Pepper, then 76 and known as “Mr. Social Security,” seemed unimaginably ancient to me and the thought of defending a law that had gone into effect in 1935, 42 years earlier, seemed to be the ridiculous ravings of a nearly senile old man.
Since then I have come to understand why the old congressman kept on fighting. The Republicans never gave up.
Remember when President George W. Bush stumped to privatize Social Security after his win in 2004? “I have political capital and I intend to spend it,” he said. And spend it he did to no avail. Even without old Rep. Pepper the legislation that insures old age security to millions of Americans remained in place. And when the markets that Bush wanted us to put our safe Social Security checks into collapsed at the end of his administration, Social Security was still safe and our elderly citizens still had their retirement income.

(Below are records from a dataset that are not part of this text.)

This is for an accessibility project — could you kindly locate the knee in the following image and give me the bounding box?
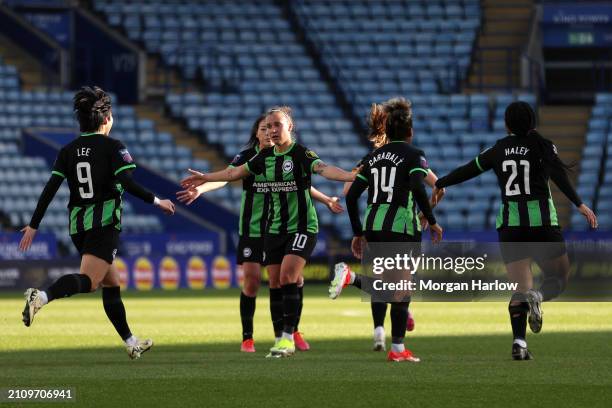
[242,278,259,297]
[86,275,102,292]
[391,302,408,313]
[508,292,529,313]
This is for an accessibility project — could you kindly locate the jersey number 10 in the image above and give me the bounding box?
[77,162,93,199]
[502,160,531,197]
[370,167,397,203]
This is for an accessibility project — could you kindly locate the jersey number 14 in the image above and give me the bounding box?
[370,167,397,203]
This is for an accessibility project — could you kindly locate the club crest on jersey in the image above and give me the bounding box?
[306,150,319,159]
[119,149,134,163]
[421,156,429,169]
[283,159,293,173]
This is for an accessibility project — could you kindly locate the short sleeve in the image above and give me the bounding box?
[303,148,321,174]
[353,153,370,170]
[229,151,249,167]
[244,150,266,175]
[409,150,429,177]
[355,156,370,183]
[51,149,68,178]
[111,140,136,176]
[474,146,495,172]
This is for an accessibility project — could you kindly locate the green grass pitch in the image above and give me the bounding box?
[0,285,612,407]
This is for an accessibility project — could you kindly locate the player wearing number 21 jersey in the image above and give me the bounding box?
[436,102,597,360]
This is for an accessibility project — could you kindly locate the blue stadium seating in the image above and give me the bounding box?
[94,0,556,238]
[571,93,612,230]
[0,58,220,249]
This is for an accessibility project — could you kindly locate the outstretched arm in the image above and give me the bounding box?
[550,164,582,207]
[346,178,368,237]
[116,170,175,215]
[436,159,483,189]
[19,172,64,251]
[312,160,355,181]
[181,164,250,189]
[310,186,344,214]
[176,166,233,205]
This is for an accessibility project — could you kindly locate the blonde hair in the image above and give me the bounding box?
[368,103,387,149]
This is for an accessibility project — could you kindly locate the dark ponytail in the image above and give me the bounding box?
[246,114,266,149]
[73,86,112,132]
[504,101,575,170]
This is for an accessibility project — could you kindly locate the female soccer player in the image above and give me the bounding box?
[177,115,344,353]
[330,98,442,362]
[181,107,355,357]
[436,102,597,360]
[334,103,445,351]
[19,87,174,359]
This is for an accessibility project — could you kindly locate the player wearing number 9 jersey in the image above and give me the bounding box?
[436,102,597,360]
[19,87,174,359]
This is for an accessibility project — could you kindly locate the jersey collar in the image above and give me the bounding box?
[274,142,295,156]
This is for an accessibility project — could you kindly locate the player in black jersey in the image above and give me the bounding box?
[334,99,445,351]
[19,87,174,359]
[330,98,442,362]
[182,107,354,356]
[177,115,344,353]
[436,102,597,360]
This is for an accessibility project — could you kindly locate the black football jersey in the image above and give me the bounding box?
[475,135,559,228]
[52,133,136,234]
[357,142,429,235]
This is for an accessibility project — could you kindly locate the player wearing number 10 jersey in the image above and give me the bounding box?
[436,102,597,360]
[19,87,174,359]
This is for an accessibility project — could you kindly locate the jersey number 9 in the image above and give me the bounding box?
[77,162,93,199]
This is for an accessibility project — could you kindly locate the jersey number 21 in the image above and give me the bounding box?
[502,160,531,197]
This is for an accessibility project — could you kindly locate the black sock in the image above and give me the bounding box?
[281,283,300,334]
[508,302,529,340]
[352,274,361,289]
[538,276,567,302]
[102,286,132,341]
[45,273,91,302]
[391,302,409,344]
[270,288,283,337]
[370,302,387,328]
[295,286,304,331]
[240,292,256,341]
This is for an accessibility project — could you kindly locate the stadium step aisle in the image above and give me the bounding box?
[463,0,534,92]
[0,35,53,90]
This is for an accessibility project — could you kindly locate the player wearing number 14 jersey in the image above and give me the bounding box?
[19,87,174,359]
[434,102,597,360]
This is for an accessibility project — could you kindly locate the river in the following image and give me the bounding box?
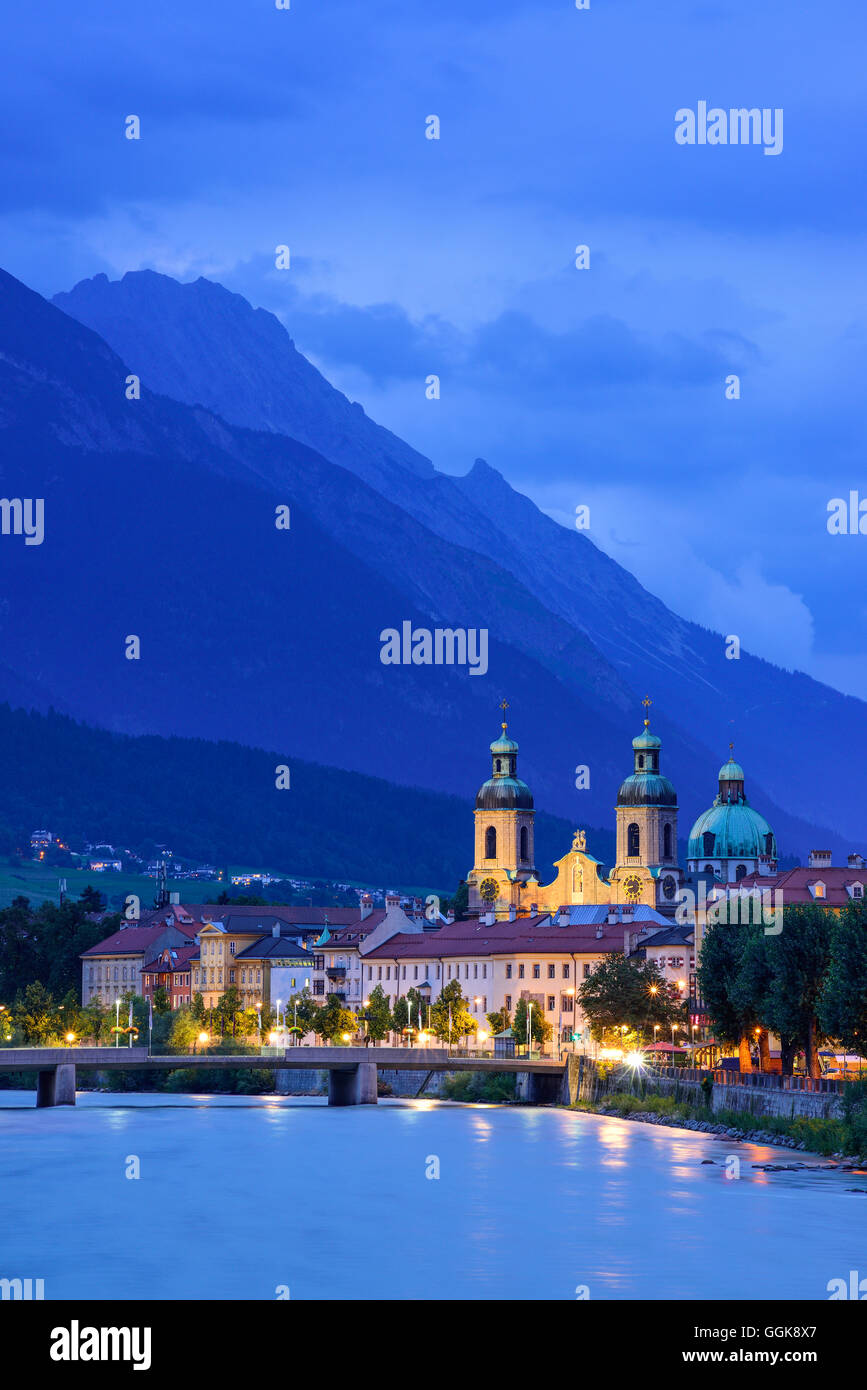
[0,1091,867,1300]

Well it is the same with Obamacare. It is certain that the threat of repeal from the right wing of American politics will echo for generations to come, a constant rallying cry for their voter base.
And I am just as certain that repeal will never happen. They would need an unlikely concentration of power to do that – a majority in the U.S. House of Representatives, a filibuster – proof supermajority in the U.S. Senate and the presidency of the United States. Even with majorities in both houses of Congress Obamacare barely scraped by the supermajority needed to pass in the U.S. Senate.
Health-care reform will prove to be a massive boon to the American economy much in the same way that the creation of the interstate highway system did at mid-20th Century.
The Affordable Care Act removes one of the greatest burdens from the backs of middle class Americans – the group that powers the American economy – and gives them employment mobility.
No longer will they have to make money and employment decisions exclusively on whether or not they have health insurance. It again frees the middle class to plan and spend according to other needs and perhaps most importantly, it frees workers and professionals at all levels to change jobs and move anywhere in the country for better work without the fear of losing health insurance and without the specter of catastrophic financial collapse due to illness.
In fact, looking beyond the health care benefits it provides, this legislation will eventually be credited as the foundation of a new American economic prosperity in the 21st century driven by the average citizen and it will be defended.